We mentioned earlier in this article how we can use Phospho to view sentiment and engagement rates across different user segments.

There will be patterns in the most engaged users for you to understand the best target audience for your AI SaaS. Identify the most effective acquisition channels for them e.g SEO, content, paid ads, and tailor your messaging to resonate with this target audience.

By using data-driven confidence to repeatedly target the right audience, you can invest resources efficiently into the highest leverage channels to maximise acquisition and growth.

Tip: reinforce this with referral incentives to boost organic growth.

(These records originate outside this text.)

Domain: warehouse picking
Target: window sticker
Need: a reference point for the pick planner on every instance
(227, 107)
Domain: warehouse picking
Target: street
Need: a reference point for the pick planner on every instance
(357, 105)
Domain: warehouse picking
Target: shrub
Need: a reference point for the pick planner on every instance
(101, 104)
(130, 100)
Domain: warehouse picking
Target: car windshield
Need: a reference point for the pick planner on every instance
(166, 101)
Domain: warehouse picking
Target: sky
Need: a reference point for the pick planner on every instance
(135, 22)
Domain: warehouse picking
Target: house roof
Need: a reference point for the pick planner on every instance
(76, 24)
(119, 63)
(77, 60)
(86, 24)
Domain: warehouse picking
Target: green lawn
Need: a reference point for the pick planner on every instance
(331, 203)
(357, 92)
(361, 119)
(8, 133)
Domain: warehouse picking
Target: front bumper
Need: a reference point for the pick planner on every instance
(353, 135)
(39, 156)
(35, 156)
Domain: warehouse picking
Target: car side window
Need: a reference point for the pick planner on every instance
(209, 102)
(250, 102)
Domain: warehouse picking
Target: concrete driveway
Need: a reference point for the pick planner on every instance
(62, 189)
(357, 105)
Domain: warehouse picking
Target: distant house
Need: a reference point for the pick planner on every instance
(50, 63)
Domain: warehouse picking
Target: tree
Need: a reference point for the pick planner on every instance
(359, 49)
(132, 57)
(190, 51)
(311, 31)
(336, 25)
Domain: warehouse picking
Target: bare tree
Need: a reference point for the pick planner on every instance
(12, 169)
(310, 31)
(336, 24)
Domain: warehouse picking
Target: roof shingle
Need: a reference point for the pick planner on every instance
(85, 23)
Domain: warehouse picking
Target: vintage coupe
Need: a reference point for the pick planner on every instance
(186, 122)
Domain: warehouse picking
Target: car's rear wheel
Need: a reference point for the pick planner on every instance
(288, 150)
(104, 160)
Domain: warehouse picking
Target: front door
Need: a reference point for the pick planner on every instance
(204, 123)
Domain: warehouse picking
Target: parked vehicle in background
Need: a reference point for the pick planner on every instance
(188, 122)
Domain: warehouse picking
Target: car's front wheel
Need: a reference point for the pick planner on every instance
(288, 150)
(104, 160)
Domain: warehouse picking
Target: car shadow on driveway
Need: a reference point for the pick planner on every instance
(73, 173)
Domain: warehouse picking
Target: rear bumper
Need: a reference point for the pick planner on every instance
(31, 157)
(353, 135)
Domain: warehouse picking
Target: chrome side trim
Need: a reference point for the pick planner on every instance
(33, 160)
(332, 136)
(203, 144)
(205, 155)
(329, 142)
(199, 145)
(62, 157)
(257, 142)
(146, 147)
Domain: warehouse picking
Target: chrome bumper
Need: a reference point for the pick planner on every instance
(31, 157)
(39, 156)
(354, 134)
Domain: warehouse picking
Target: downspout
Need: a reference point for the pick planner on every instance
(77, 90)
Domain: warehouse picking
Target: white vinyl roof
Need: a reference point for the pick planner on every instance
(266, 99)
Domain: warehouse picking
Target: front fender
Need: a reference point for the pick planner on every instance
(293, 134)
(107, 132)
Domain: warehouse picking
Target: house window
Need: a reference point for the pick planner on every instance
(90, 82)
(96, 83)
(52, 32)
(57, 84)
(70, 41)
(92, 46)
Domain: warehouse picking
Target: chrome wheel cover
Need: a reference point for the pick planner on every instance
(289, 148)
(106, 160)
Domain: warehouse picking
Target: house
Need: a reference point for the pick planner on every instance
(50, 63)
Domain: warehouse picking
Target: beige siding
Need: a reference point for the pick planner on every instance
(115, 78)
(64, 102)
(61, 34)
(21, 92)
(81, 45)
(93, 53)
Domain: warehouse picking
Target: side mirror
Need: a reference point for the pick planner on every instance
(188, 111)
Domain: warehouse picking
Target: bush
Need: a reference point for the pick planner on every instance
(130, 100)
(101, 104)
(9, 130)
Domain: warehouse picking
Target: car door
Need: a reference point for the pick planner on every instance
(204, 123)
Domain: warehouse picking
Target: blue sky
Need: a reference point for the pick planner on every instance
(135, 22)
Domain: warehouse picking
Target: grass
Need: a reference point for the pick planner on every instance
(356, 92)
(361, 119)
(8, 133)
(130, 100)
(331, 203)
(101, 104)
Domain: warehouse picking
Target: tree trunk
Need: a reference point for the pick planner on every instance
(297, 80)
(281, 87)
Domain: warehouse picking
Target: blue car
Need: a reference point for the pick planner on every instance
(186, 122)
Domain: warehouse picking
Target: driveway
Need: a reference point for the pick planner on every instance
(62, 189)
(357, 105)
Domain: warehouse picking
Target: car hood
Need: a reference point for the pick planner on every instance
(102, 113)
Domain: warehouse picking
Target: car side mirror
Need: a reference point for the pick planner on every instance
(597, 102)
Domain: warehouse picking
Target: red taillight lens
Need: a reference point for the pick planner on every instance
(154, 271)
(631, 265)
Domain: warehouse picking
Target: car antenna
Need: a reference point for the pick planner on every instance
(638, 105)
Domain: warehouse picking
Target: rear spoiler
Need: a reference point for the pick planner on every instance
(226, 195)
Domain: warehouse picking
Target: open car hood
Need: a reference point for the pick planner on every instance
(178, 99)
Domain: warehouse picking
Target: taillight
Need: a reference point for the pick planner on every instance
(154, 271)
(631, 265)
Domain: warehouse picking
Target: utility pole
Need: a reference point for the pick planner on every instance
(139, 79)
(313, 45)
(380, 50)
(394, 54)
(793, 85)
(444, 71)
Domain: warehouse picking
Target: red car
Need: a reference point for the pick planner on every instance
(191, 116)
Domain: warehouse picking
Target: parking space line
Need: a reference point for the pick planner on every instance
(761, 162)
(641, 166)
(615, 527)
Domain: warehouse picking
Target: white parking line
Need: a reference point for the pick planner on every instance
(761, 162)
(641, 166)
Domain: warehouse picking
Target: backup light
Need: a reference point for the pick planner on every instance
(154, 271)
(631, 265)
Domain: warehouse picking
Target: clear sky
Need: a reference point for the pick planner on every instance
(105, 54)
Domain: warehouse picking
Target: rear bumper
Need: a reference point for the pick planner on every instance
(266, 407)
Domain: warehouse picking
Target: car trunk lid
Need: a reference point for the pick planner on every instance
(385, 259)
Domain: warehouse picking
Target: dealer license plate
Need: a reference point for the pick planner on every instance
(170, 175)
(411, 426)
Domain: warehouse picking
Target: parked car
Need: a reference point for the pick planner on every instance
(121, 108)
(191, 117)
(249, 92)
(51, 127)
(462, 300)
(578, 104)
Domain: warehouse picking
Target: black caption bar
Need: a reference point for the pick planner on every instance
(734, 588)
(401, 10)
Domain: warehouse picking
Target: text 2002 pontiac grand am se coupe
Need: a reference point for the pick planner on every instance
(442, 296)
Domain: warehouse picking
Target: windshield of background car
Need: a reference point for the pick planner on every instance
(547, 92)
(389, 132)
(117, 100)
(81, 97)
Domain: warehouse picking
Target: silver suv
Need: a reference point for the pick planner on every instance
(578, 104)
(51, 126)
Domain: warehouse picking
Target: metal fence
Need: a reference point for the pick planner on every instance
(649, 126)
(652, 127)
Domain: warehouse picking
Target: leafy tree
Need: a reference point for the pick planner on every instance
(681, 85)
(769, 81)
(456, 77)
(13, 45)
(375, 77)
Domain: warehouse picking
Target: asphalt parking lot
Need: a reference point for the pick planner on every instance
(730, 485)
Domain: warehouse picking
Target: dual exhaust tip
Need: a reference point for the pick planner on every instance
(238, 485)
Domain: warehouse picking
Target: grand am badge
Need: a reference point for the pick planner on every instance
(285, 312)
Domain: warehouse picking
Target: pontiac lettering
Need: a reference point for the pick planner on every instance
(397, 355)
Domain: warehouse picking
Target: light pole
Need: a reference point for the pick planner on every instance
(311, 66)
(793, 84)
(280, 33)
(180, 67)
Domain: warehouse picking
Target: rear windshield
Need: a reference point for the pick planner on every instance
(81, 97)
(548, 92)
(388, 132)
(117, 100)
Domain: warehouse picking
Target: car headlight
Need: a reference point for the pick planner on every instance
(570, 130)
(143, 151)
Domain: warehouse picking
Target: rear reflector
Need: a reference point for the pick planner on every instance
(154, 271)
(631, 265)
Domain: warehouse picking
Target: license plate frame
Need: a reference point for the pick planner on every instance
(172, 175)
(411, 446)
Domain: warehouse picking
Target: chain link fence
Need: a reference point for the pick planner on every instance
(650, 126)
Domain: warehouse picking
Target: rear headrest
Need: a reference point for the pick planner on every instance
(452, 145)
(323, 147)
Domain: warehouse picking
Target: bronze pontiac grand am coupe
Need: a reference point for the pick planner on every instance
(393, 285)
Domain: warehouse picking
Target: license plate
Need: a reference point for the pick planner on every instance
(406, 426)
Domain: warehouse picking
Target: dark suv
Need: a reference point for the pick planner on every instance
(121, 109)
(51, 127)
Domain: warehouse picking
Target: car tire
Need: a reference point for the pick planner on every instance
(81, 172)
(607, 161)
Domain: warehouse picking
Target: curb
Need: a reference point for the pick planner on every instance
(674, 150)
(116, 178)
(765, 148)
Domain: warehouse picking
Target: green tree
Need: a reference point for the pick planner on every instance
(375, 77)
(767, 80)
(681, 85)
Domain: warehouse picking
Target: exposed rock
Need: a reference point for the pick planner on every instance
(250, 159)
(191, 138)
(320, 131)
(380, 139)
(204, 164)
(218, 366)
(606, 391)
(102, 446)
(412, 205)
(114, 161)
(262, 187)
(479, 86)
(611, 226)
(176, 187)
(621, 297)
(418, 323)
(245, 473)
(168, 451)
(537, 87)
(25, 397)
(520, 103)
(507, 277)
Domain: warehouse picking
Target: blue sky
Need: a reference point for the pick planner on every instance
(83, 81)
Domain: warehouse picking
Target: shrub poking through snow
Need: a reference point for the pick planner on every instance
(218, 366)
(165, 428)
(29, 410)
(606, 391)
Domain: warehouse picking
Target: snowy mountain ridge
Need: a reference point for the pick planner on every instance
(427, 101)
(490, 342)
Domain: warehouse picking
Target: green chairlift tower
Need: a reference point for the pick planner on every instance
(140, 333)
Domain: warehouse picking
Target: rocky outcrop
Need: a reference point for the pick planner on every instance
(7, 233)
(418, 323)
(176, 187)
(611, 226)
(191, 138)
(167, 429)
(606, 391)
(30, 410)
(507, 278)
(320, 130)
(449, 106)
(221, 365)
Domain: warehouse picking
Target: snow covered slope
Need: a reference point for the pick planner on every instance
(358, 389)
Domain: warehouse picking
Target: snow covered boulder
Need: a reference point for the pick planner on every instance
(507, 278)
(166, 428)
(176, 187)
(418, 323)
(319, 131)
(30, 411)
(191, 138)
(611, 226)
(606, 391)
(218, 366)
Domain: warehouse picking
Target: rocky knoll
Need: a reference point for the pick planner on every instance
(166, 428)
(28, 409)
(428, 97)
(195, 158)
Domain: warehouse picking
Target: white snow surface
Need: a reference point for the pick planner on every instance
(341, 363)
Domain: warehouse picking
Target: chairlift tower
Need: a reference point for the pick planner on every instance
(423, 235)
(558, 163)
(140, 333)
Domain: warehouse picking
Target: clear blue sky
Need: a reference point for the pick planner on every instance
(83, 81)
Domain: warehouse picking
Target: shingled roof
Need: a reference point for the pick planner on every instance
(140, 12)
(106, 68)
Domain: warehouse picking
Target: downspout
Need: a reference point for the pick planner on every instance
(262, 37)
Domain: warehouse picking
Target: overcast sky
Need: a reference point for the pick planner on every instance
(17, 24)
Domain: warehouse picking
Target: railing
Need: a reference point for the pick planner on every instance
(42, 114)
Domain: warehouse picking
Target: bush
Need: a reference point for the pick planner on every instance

Optimising your approach for maximum growth means you can gather far more feedback which leads to faster iteration cycles towards more PMF.

We can start to see how the right approach creates a positive knock on effect…

So a scalable and repeatable GTM strategy lends itself to capturing more market share quicker when you find PMF which can give you a significant edge over competitors.

To get insights for your go to market strategy, use Phospho for free and get $1000 of credits with the top LLM providers (OpenAI, Anthropic, Mistral, Gemini) here: Apply for Phospho Startup Program

If you’re not eligible for our program, you can still use Phospho for free by signing up here.

Conclusion: Final Thoughts on Validating Product-Market Fit During MVP for AI SaaS

Finding product market fit is goal and north star for your AI SaaS, and by implementing the 5 keys in this article you are significantly improving the likelihood of reaching PMF.

If you want to reach it faster and access $2000 in total OpenAI startup credits and Phospho credits for free, don’t hesitate to apply to our startup program! We also offer expert support when you’re on our program to help you optimise your AI SaaS along the way.

For high confidence and validation in product market fit during MVP for your AI SaaS, make sure to keep iterating with user-driven insights from tools like Phospho.